When signing is configured, a signed receipt follows:

[PROTECT_MCP_RECEIPT] {"v":2,"type":"decision_receipt","algorithm":"ed25519","kid":"...","issuer":"protect-mcp","issued_at":"2026-03-22T00:00:00Z","payload":{"tool":"read_file","decision":"allow","policy_digest":"...","mode":"shadow","request_id":"..."},"signature":"..."}

Verify with the CLI: npx @veritasacta/verify receipt.json Verify in browser: scopeblind.com/verify

Audit Bundles

The package exports a helper for self-contained audit bundles:

{
  "format": "scopeblind:audit-bundle",
  "version": 1,
  "tenant": "my-service",
  "receipts": ["..."],
  "verification": {
    "algorithm": "ed25519",
    "signing_keys": ["..."]
  }
}

Use createAuditBundle() around your own collected signed receipts.

Philosophy

  • Shadow first.
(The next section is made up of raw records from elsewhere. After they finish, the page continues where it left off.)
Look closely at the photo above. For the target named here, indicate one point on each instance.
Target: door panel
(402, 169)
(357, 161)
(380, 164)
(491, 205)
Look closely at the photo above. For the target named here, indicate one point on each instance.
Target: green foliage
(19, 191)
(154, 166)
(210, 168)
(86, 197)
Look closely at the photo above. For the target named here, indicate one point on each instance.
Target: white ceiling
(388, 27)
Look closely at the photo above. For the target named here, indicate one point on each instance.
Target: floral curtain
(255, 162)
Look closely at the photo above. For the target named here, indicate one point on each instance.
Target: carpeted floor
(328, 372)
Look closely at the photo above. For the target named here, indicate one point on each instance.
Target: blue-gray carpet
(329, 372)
See what agents are doing before you enforce anything.
  • Receipts beat dashboard-only logs. Signed artifacts should be independently verifiable.
  • Keep the claims tight. The default CLI path does not yet do everything the long-term architecture will support.
  • Layer on top of existing auth. Don't rip out your stack just to add control and evidence.

License

FSL-1.1-MIT — free to use, converts to full MIT after 2 years.